La sociedad chilena ha sido interpelada por estas revelaciones, reconociendo una "ceguera" frente a los derechos vulnerados de los niños. La presidenta Michelle Bachelet anunció una inyección adicional de 3.7 millones de dólares en el presupuesto de 2016 para los hogares de menores y el despacho de dos proyectos de ley para reformar la institucionalidad a cargo de la infancia. Sin embargo, expertos como Anuar Quesille de Unicef Chile, señalaron que, a pesar de importantes avances en derechos infantiles, el Estado había "olvidado" a los niños más desfavorecidos bajo su cuidado, quienes no accedían plenamente a beneficios de salud, educación y apoyo.

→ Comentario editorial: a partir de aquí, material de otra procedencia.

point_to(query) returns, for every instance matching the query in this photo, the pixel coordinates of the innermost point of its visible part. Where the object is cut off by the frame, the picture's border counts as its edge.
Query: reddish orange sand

La psicóloga María José Ortúzar criticó que, en lugar de reparar el daño, el Sename "vuelve a vulnerar" a los niños debido a la insuficiencia de recursos, la escasez de cuidadores capacitados y las bajas remuneraciones. Hizo hincapié en que prácticas como amarrar a niños con agitaciones psicomotoras a la cama persistían por la falta de tratamientos farmacológicos y vínculos de confianza.

Para el juez de familia Pedro Maldonado, el caso de Lissette Villa marcó un "antes y un después" en la protección de la infancia en Chile. La esperanza es que, aunque lamentable, su muerte haya removido la conciencia del país para generar cambios permanentes. La sociedad chilena enfrenta el desafío de implementar políticas de prevención del delito y la violencia, fortalecer programas familiares y asegurar que los hogares de acogida sean pequeños, de alto estándar y con profesionales adecuadamente capacitados para atender a niños en contextos difíciles.